Album rediscovery

It’s been a long and tiring week, as the first week of a new semester often is: you need time to get into the swing of things and, if you’re me, you need to get used to walking into campus at 8:15 in the morning (which is more difficult than it sounds). It hasn’t been the best of weeks, but thanks to my iPod and the collection I’ve amassed on it, it hasn’t been the worst either. A combination of shuffle and ages of scrolling through 20 days’ worth of albums has reminded me of a few albums that are worth another listen, and I thought that it’d be nice to share them with the group.

The Raconteurs – ‘Consolers of the Lonely’ (2008):

From the first (and title) track through to the end, this is a brilliant album and one that succeeds the greatness of ‘Broken Boy Soldiers’ (another album which I love). The sheer diversity of songs, from the melodic ballad-esque ‘You Don’t Understand Me’ and its beautiful piano introduction, to the blistering ‘Attention’, to the bluesy and bitter ‘Many Shades of Black’ (which remains one of my favourite songs), means that there truly is one song on the album that would appeal to any individual. A great band, and only as I looked up the release date of this album (2008, really?!) I realised how long it’s been since they released anything. However, seeing how busy all of them are with their other projects that makes sense…

Paloma Faith – ‘Do You Want The Truth Or Something Beautiful?’ (2009):

Last year’s ‘Fall To Grace’ is a wonderful and moving album, but for me ‘DYWTTOSB?’ remains my favourite Paloma Faith album, and probably will be for some time. The surprise of hearing that voice, and the anthemic debut single ‘Stone Cold Sober’, was quite something, and I loved the album from the first play. It’s a fantastic mix of genres; pop and blues and soul and everything you could possibly want.
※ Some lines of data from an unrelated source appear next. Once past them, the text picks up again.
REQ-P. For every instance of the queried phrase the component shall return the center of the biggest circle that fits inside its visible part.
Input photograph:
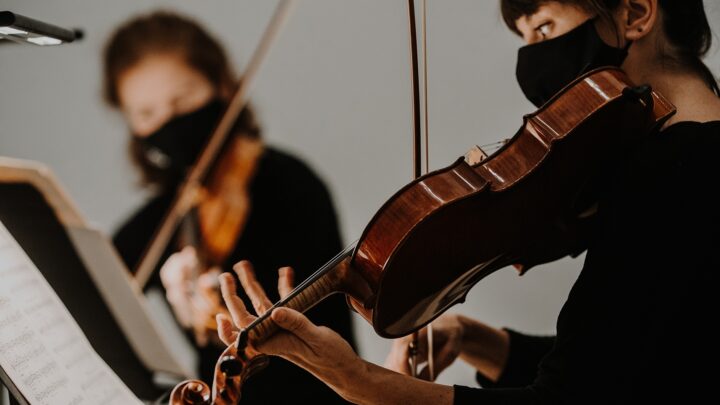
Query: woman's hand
(320, 350)
(195, 301)
(447, 344)
(317, 349)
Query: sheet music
(42, 349)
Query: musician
(172, 80)
(634, 327)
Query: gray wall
(335, 91)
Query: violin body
(426, 247)
(441, 234)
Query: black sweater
(291, 222)
(636, 326)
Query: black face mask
(543, 69)
(176, 145)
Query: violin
(211, 205)
(449, 229)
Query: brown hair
(167, 32)
(685, 25)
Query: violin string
(430, 357)
(425, 87)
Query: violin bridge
(475, 155)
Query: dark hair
(685, 24)
(167, 32)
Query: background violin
(441, 234)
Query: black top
(291, 222)
(634, 328)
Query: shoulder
(683, 153)
(140, 225)
(288, 172)
(669, 175)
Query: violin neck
(332, 278)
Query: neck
(694, 100)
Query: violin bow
(417, 148)
(190, 189)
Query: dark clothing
(634, 327)
(291, 222)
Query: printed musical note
(42, 349)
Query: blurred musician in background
(171, 81)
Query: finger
(295, 323)
(207, 289)
(226, 331)
(237, 309)
(253, 289)
(286, 281)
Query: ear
(638, 18)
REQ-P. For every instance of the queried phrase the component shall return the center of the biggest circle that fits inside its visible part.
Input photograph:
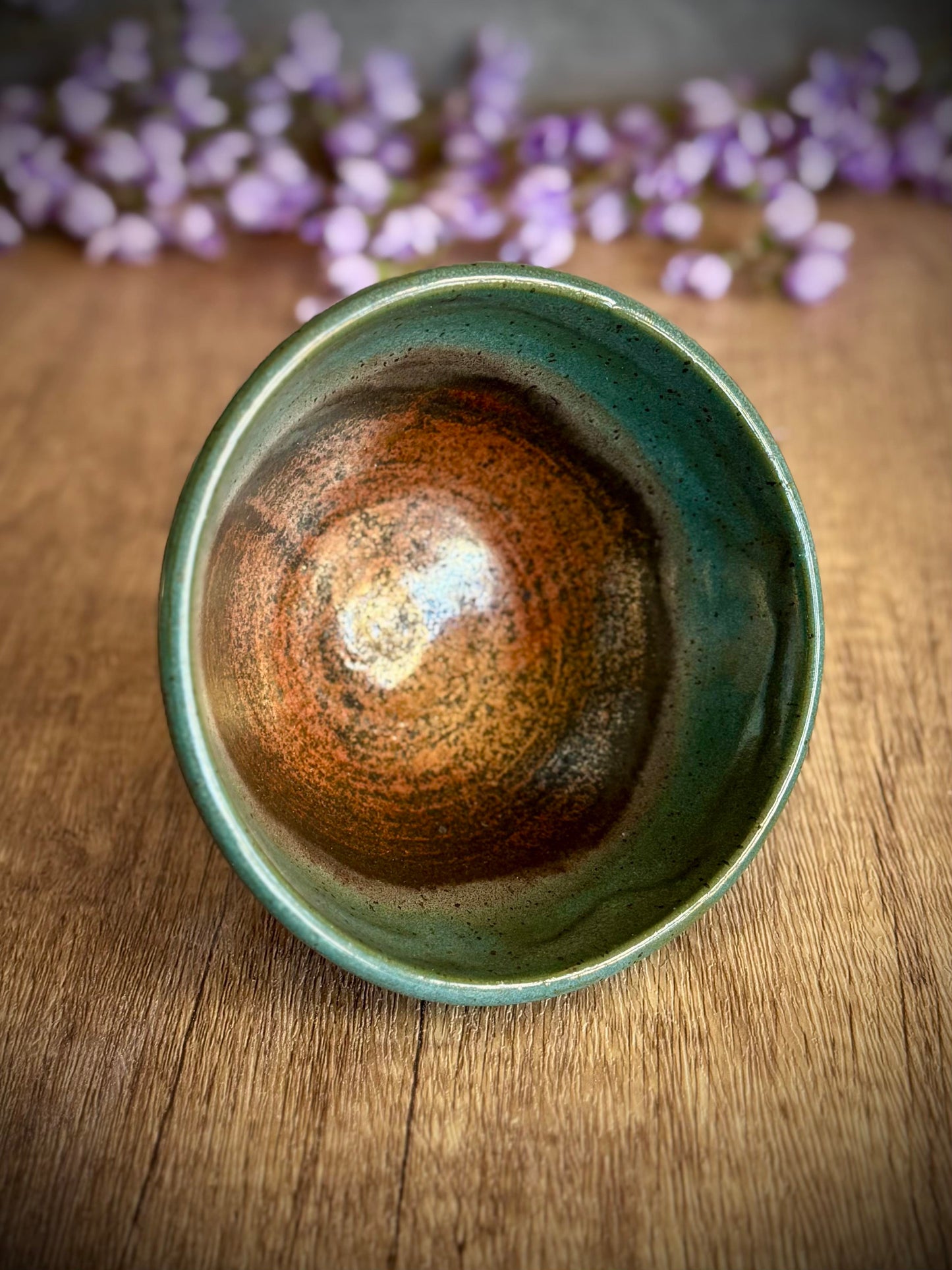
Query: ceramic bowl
(490, 633)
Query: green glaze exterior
(743, 593)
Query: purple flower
(119, 158)
(735, 167)
(710, 104)
(781, 126)
(541, 244)
(895, 56)
(828, 237)
(546, 140)
(702, 274)
(312, 63)
(660, 182)
(816, 164)
(190, 92)
(408, 233)
(212, 41)
(466, 210)
(352, 274)
(346, 230)
(681, 221)
(363, 182)
(83, 108)
(11, 230)
(196, 229)
(269, 119)
(86, 208)
(693, 159)
(40, 182)
(391, 86)
(871, 168)
(592, 141)
(131, 239)
(607, 216)
(544, 193)
(254, 202)
(217, 160)
(309, 308)
(791, 212)
(754, 132)
(814, 276)
(127, 60)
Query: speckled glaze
(490, 633)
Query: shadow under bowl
(490, 633)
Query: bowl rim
(175, 643)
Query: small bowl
(490, 633)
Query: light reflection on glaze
(387, 619)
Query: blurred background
(586, 51)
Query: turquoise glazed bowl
(490, 633)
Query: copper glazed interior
(434, 638)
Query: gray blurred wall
(586, 50)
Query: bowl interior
(501, 625)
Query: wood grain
(182, 1083)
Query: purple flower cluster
(130, 156)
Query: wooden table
(184, 1085)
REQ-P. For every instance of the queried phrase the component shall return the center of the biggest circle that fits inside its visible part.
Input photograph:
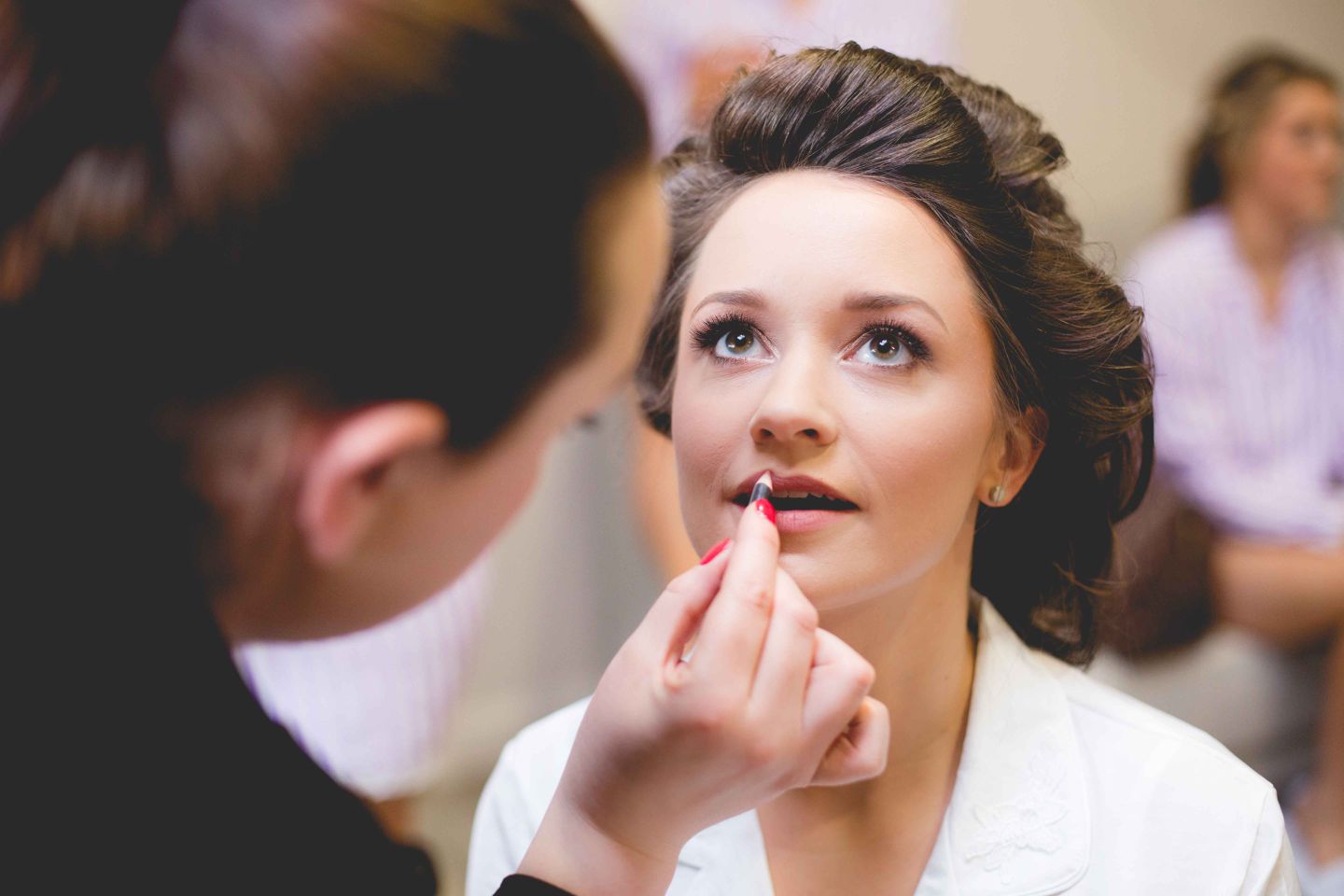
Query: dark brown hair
(347, 198)
(1237, 107)
(1066, 340)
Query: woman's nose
(794, 409)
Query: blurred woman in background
(1245, 302)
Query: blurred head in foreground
(296, 293)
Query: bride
(878, 297)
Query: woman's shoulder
(1144, 739)
(531, 763)
(1200, 235)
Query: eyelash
(708, 333)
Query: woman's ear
(343, 483)
(1023, 441)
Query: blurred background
(1124, 83)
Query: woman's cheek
(703, 443)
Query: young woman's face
(1294, 160)
(831, 336)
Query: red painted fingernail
(766, 510)
(715, 551)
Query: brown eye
(736, 342)
(883, 347)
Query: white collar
(1017, 822)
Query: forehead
(1304, 98)
(819, 237)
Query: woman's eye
(885, 349)
(736, 343)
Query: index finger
(734, 629)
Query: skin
(1283, 183)
(1283, 180)
(370, 514)
(917, 446)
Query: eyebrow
(879, 301)
(739, 297)
(861, 302)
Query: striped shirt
(1249, 413)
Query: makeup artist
(295, 293)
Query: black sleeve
(525, 886)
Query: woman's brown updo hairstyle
(1066, 339)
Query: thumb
(675, 617)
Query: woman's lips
(801, 503)
(791, 522)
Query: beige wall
(1121, 83)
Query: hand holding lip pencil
(767, 703)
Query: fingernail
(715, 551)
(766, 510)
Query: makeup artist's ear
(1014, 458)
(344, 481)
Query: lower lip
(791, 522)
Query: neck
(924, 656)
(1264, 235)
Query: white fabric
(374, 708)
(1065, 786)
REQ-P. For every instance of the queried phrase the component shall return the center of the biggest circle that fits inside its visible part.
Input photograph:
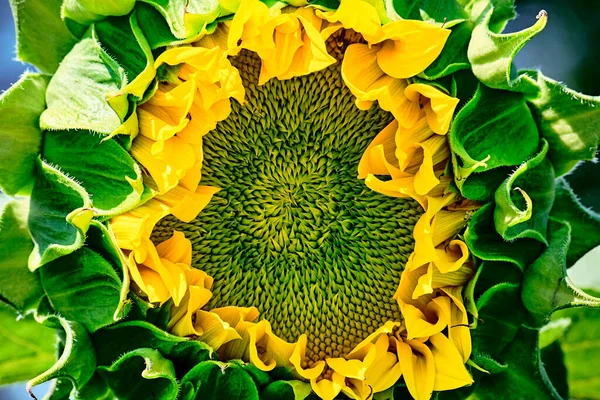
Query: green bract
(65, 169)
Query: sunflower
(282, 200)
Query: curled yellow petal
(458, 329)
(358, 15)
(297, 359)
(439, 109)
(267, 350)
(328, 389)
(408, 46)
(418, 368)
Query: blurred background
(568, 50)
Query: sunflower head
(282, 200)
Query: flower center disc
(293, 231)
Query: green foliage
(59, 215)
(102, 167)
(19, 288)
(77, 94)
(491, 55)
(42, 37)
(187, 19)
(487, 244)
(283, 390)
(85, 12)
(84, 287)
(26, 347)
(584, 223)
(568, 120)
(495, 129)
(20, 133)
(211, 379)
(516, 217)
(581, 348)
(77, 361)
(141, 374)
(546, 287)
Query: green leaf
(123, 40)
(187, 19)
(552, 360)
(491, 55)
(497, 328)
(77, 95)
(42, 37)
(494, 129)
(495, 272)
(85, 12)
(568, 120)
(280, 390)
(124, 337)
(439, 10)
(19, 287)
(20, 109)
(584, 222)
(141, 374)
(59, 215)
(525, 374)
(502, 12)
(101, 240)
(211, 380)
(102, 167)
(454, 55)
(83, 287)
(77, 361)
(525, 214)
(546, 286)
(26, 347)
(485, 242)
(553, 331)
(154, 26)
(581, 348)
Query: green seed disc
(293, 231)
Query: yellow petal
(446, 224)
(185, 204)
(328, 389)
(159, 159)
(385, 370)
(165, 113)
(267, 350)
(348, 368)
(181, 320)
(251, 26)
(418, 368)
(450, 371)
(362, 350)
(440, 108)
(458, 329)
(451, 258)
(358, 15)
(407, 138)
(177, 248)
(214, 331)
(379, 157)
(435, 150)
(408, 46)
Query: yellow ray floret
(414, 158)
(173, 121)
(289, 44)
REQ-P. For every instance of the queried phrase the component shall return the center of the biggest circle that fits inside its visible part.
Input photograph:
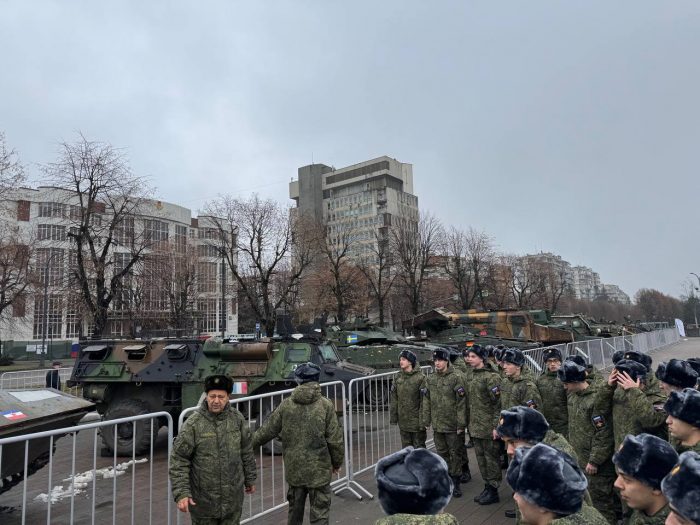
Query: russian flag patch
(13, 415)
(240, 387)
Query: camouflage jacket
(633, 411)
(639, 518)
(311, 436)
(484, 397)
(405, 400)
(590, 432)
(554, 401)
(519, 391)
(444, 405)
(586, 516)
(416, 519)
(212, 460)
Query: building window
(52, 319)
(52, 232)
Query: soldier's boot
(456, 491)
(490, 497)
(466, 476)
(479, 496)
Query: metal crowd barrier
(271, 492)
(29, 379)
(73, 468)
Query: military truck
(131, 377)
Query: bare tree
(101, 198)
(415, 246)
(266, 249)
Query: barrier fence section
(28, 379)
(599, 352)
(271, 492)
(66, 464)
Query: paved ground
(150, 490)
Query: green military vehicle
(130, 377)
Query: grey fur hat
(307, 372)
(645, 458)
(684, 405)
(413, 481)
(682, 487)
(547, 478)
(524, 423)
(571, 372)
(677, 373)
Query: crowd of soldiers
(624, 432)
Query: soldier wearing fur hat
(553, 393)
(517, 388)
(405, 401)
(682, 490)
(414, 487)
(642, 462)
(444, 408)
(313, 443)
(634, 408)
(590, 434)
(683, 409)
(549, 488)
(212, 462)
(484, 395)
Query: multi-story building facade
(178, 244)
(357, 202)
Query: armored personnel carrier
(128, 378)
(26, 412)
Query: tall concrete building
(357, 201)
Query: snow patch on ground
(78, 484)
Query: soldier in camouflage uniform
(553, 393)
(212, 459)
(414, 487)
(483, 395)
(590, 434)
(313, 444)
(549, 488)
(634, 409)
(683, 409)
(642, 462)
(444, 408)
(516, 388)
(405, 401)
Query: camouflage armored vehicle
(27, 412)
(128, 378)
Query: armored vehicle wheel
(133, 437)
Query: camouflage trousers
(319, 499)
(413, 439)
(602, 495)
(449, 446)
(488, 452)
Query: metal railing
(74, 461)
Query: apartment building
(43, 218)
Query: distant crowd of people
(576, 447)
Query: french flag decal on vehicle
(240, 387)
(13, 415)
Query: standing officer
(553, 393)
(483, 395)
(212, 459)
(590, 434)
(313, 445)
(444, 408)
(405, 401)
She is one of the best female vocalists around at the moment and I hope she continues to record. Her videos are also generally great.

(Those shoes! That headdress!)

Suede – ‘Dog Man Star’ (1994):

It is a masterpiece, and there’s no denying it. Raw, harsh, tortured, it is a powerful listen and one that sticks with you for a long time afterwards. It’s also an album that can speak for itself better than I can ever dream of doing…

Although there are obviously many more fantastic albums in the world that I am yet to rediscover, or discover entirely, these three will carry me through the rest of the week and fortify me for another attempt at Semester Two.